The contract helps ensure that the county avoids spending additional taxpayer dollars on a new fire department that would likely be placed down the road from Lexington’s existing department.

“My long-term goal is to operate as efficiently as possible,” Lexington Fire Chief Ty Dickerson said.

Dickerson believes his department is better used serving areas both inside and outside the Lexington city limits.

“We’re the busiest department in Rockbridge County by far, but we wouldn’t be maxed out [in Lexington alone]. We want to provide the best service and best return,” he said.

Under the terms of the contract, the county will help cover operating costs, including salaries and benefits for full-time emergency staff, insurance, maintenance costs, equipment leasing, supplies and other expenses not directly classified as “capital.”

A similar joint services agreement between Rockbridge County and Lexington expired on June 30. Although no formal agreement had been in place since that time, Lexington’s fire and rescue department has continued to respond to emergencies outside the city.

“Nothing changes in operations. This is just to cover us on paper,” Foresman said.

Lease agreements between the county and the city date back to January 2011, when the county started billing for ambulance transportation as a way to raise revenue.

Revisions to national Medicare programs in early 2011 called for increased enforcement of rules regarding Medicare billing.

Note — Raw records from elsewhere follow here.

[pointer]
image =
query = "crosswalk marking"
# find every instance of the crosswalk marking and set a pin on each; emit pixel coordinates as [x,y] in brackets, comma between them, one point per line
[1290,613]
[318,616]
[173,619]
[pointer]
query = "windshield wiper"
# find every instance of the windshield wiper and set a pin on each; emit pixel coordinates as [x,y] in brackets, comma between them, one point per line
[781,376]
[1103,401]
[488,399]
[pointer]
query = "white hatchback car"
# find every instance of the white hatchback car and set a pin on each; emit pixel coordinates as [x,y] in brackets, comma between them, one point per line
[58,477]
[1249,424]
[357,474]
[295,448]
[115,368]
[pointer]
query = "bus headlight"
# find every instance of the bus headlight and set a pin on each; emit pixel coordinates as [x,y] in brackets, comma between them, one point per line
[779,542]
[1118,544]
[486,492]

“One of the rules was that the locality [in this case, Rockbridge County] has to own or operate the vehicles that it is billing for,” Foresman said.

To continue collecting emergency service bills, the county began a nine-month negotiation process with insurance and healthcare officials to find a solution other than buying an entirely new fleet of emergency vehicles. This solution came in the form of temporary lease agreements.

Five rescue squads signed similar contracts with the county within the past few weeks. Fairfield, Glasgow, Kerrs Creek, Effinger and Goshen rescue squads have all agreed to let the county “borrow” their emergency equipment when they respond to calls.

Between these five rescue crews, Medicare has tied up more than $300,000 in outstanding medical bills, County Administrator Spencer Suter said. These new lease agreements should bring that money back to the county. It will then be distributed among the five departments.

Foresman said it is still too early to tell what kind of return Lexington’s renewed contract with the county will bring. However, he believes any kind of monetary collection is secondary to ensuring the safety of Rockbridge County citizens.

“It doesn’t matter where you get hurt,” he said, “You are going to get the highest, most professional service available.”